Voynich for Java (v4j) library
Last updated Dec. 28th, 2024.
This note refers to release v.13.0.0 of v4j; links to classes and files refer to this release; files might have been changed, deleted or moved in the current master branch. In addition, some of this note content might have become obsolete in more recent versions of the library.
Working notes are not providing detailed description of algorithms and classes used; for this, please refer to the library code and JavaDoc.
Please refer to the home page for a set of definitions that might be relevant for this working note.

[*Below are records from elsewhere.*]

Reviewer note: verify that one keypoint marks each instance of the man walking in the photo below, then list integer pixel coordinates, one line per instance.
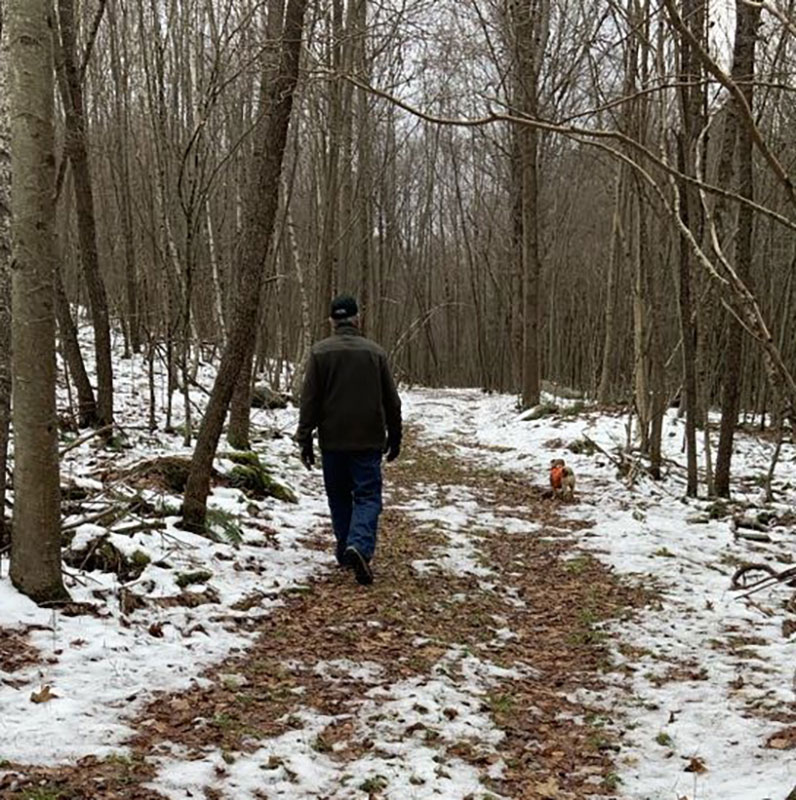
(349, 395)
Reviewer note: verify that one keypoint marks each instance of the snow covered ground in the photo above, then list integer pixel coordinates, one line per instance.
(699, 677)
(740, 666)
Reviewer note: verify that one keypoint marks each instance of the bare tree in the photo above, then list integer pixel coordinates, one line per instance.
(5, 266)
(36, 533)
(260, 214)
(743, 73)
(76, 147)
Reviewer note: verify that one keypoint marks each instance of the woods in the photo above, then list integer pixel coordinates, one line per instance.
(593, 195)
(570, 225)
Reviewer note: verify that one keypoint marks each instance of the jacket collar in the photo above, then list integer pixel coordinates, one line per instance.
(344, 327)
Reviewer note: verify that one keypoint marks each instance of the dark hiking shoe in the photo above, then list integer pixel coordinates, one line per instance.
(342, 561)
(361, 568)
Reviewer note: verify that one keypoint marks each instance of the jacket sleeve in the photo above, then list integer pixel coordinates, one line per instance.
(310, 402)
(391, 402)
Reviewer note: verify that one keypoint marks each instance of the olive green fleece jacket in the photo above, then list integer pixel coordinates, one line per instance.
(349, 394)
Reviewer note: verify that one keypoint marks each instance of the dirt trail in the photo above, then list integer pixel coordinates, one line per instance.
(505, 625)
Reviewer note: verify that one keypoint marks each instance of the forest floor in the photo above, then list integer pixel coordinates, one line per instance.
(512, 646)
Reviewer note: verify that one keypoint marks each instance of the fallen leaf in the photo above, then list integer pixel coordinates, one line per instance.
(43, 696)
(549, 789)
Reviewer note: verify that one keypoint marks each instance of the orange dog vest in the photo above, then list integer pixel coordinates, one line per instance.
(556, 477)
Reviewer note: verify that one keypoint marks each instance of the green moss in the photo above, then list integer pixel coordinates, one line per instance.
(251, 476)
(184, 579)
(140, 559)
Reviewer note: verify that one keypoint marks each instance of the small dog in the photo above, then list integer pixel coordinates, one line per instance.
(562, 479)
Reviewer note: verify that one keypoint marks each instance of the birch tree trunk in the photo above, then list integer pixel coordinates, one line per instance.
(743, 71)
(238, 432)
(76, 147)
(5, 267)
(36, 534)
(259, 215)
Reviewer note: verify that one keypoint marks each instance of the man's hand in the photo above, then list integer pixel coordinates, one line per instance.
(393, 447)
(307, 455)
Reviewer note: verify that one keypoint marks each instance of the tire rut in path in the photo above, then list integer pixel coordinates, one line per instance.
(404, 627)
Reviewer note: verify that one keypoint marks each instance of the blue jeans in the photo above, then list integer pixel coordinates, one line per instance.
(353, 488)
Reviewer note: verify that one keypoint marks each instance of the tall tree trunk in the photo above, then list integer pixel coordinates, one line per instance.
(259, 216)
(5, 267)
(743, 71)
(692, 109)
(531, 22)
(36, 533)
(609, 360)
(86, 405)
(121, 93)
(238, 432)
(76, 148)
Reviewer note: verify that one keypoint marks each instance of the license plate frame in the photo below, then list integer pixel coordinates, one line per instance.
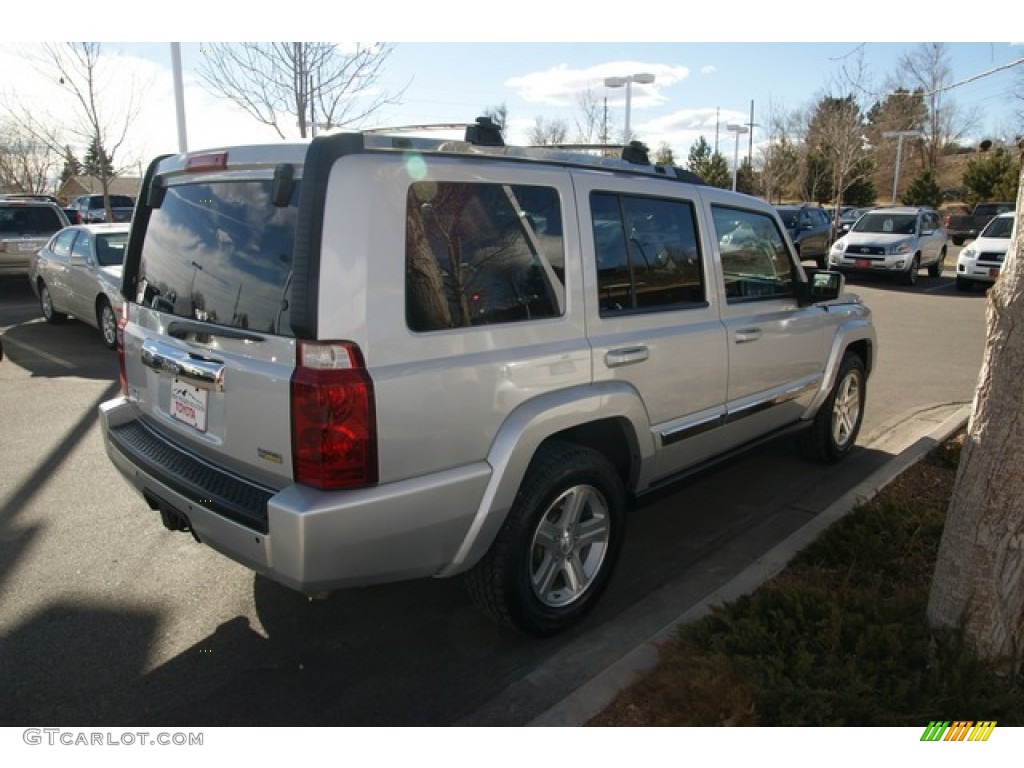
(189, 404)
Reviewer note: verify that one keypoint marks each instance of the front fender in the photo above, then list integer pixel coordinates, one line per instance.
(521, 434)
(856, 330)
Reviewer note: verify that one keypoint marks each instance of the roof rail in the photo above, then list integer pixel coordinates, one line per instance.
(483, 137)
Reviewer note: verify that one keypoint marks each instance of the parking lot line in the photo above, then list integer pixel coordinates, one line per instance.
(34, 350)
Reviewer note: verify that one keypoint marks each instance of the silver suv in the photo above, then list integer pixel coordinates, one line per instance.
(374, 357)
(26, 225)
(893, 241)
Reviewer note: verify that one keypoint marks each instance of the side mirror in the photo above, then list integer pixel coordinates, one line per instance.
(826, 286)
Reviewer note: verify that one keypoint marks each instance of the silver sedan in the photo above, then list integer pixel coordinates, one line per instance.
(78, 272)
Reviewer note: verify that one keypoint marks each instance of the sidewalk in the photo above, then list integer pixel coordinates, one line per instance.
(907, 442)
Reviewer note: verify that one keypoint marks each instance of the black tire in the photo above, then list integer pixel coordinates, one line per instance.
(837, 425)
(910, 275)
(541, 574)
(107, 321)
(46, 305)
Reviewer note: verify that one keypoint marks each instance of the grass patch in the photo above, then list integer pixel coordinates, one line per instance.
(838, 638)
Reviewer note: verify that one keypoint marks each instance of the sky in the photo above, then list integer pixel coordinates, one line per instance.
(441, 77)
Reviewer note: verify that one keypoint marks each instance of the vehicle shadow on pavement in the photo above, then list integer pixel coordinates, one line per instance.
(413, 653)
(51, 351)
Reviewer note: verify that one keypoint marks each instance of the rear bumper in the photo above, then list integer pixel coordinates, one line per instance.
(305, 539)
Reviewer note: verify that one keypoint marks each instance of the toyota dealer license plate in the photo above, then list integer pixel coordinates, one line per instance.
(188, 404)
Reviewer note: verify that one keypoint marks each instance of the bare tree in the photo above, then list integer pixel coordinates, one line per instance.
(780, 156)
(314, 85)
(548, 132)
(100, 118)
(926, 70)
(978, 586)
(590, 123)
(29, 158)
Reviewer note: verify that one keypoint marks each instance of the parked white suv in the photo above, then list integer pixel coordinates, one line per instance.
(893, 241)
(981, 262)
(376, 357)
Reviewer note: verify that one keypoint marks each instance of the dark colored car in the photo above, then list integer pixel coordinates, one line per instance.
(810, 230)
(91, 210)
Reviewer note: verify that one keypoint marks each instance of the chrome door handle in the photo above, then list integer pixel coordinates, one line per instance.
(626, 356)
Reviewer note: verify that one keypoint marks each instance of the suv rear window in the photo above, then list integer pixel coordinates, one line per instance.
(17, 219)
(480, 254)
(220, 253)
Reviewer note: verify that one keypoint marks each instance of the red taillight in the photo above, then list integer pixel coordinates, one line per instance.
(122, 372)
(334, 422)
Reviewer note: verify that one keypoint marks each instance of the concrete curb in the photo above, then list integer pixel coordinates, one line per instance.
(591, 698)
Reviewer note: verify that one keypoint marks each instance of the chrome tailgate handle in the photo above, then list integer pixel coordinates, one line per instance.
(198, 371)
(626, 356)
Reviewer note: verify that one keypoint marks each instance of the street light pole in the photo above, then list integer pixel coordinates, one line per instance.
(898, 135)
(738, 130)
(643, 78)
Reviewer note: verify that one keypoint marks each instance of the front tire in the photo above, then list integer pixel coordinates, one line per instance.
(555, 553)
(837, 424)
(46, 305)
(910, 276)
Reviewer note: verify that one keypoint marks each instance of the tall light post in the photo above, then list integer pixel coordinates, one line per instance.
(643, 78)
(899, 135)
(739, 130)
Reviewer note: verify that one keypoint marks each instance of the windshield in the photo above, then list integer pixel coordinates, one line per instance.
(111, 248)
(887, 223)
(998, 227)
(220, 253)
(29, 220)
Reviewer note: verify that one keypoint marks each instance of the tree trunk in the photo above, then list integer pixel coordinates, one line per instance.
(979, 577)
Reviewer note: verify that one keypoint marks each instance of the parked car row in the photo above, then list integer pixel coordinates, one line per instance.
(78, 272)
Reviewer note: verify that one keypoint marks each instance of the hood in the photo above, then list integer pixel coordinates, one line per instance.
(876, 239)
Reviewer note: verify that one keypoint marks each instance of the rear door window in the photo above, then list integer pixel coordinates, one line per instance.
(647, 254)
(220, 253)
(479, 254)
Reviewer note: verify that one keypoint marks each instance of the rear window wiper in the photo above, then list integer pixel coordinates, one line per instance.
(181, 329)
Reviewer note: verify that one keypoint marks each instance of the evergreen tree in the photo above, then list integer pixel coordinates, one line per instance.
(712, 167)
(665, 156)
(924, 190)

It is known since the very beginning of Voynich studies, that the distribution of character within the pages presents some statistical anomalies. This note looks into it, using for the first time the Slot transcription.

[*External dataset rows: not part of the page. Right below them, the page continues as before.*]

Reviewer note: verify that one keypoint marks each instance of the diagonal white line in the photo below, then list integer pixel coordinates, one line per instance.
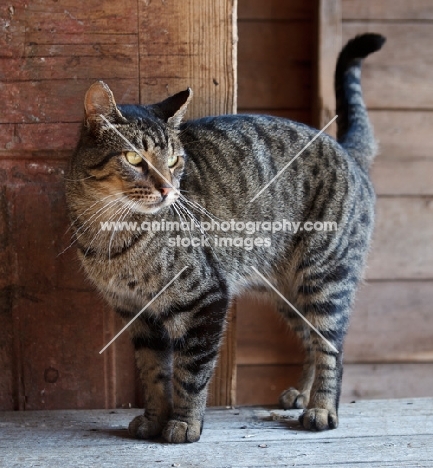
(139, 153)
(143, 309)
(292, 160)
(295, 309)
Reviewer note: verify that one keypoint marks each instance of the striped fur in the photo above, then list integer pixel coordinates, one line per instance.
(222, 163)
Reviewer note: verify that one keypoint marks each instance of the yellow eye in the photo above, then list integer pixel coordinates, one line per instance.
(133, 158)
(172, 160)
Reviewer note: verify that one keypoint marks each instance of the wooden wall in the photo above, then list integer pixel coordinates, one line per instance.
(389, 348)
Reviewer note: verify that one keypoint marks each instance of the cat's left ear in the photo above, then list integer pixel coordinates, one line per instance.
(172, 109)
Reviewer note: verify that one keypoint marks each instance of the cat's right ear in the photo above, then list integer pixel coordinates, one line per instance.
(99, 100)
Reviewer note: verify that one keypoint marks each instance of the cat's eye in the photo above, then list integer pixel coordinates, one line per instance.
(133, 158)
(172, 160)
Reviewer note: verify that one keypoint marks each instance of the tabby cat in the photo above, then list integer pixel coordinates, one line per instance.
(142, 164)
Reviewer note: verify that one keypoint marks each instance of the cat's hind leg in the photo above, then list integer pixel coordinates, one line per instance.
(298, 398)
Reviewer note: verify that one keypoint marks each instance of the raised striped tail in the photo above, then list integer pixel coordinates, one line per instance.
(355, 132)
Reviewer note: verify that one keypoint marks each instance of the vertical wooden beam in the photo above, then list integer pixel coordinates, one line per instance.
(193, 43)
(329, 40)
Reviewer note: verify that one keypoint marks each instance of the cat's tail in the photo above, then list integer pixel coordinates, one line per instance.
(355, 132)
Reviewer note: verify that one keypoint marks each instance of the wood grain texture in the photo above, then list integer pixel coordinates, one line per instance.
(189, 44)
(367, 381)
(403, 177)
(262, 384)
(403, 135)
(404, 164)
(329, 44)
(402, 239)
(393, 433)
(275, 63)
(388, 10)
(399, 76)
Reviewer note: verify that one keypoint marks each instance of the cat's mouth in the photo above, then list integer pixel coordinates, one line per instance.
(151, 207)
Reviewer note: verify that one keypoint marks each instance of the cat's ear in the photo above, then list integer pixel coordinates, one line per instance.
(99, 100)
(172, 109)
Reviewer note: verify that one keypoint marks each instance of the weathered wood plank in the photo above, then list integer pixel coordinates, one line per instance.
(371, 10)
(263, 384)
(195, 48)
(49, 136)
(68, 17)
(366, 381)
(275, 10)
(57, 101)
(403, 232)
(379, 433)
(7, 401)
(12, 28)
(403, 177)
(403, 135)
(404, 165)
(328, 46)
(274, 70)
(64, 68)
(389, 74)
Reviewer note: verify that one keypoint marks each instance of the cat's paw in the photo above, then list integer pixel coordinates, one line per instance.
(142, 428)
(179, 432)
(318, 419)
(293, 399)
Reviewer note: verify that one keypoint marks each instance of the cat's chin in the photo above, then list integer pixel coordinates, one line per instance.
(152, 208)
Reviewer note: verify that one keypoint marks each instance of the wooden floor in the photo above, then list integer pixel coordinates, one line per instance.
(391, 433)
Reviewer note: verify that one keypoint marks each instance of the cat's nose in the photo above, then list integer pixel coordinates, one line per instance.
(165, 190)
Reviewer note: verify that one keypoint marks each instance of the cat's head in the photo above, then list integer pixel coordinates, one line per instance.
(131, 153)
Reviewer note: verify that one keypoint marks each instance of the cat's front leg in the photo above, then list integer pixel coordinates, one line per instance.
(154, 361)
(195, 356)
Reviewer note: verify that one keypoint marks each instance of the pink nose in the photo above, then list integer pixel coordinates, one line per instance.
(165, 191)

Not all of the findings here are original, but I think there are some insight never reported before, this also because I am using the Slot alphabet for my analysis.
Unless differently indicated, the rest of this note uses the Slot alphabet when quoting Voynich text (e.g. ‘SEdy’ corresponds to EVA ‘sheedy’).
In this note I will show the result of several experiments. In each experiment, the text of the Voynich is split into two parts, for example initial lines of every paragraph will form the first part of text, whilst the other lines will be in the second part; the character distribution of the two parts is compared using a chi-squared test, where each “bin” is a character. If the test shows a statistically significant variation, then each character is tested individually (using a binomial test), to highlight which characters behave significantly differently in the two parts of the text.
In all experiments, the concordance version of the Voynich in the Slot alphabet is used; only text appearing in paragraphs is considered (IVTFF locus type = P0 or P1). The experiments are done separately for each cluster.
The set of experiments is as follows:
The results are shown in the below table{1}{2}:
As a test, experiments have been repeated with a shuffled version of the Voynich where the layout (number of tokens in each line) has been preserved but tokens were shuffled around randomly, and the anomalies in distribution disappeared.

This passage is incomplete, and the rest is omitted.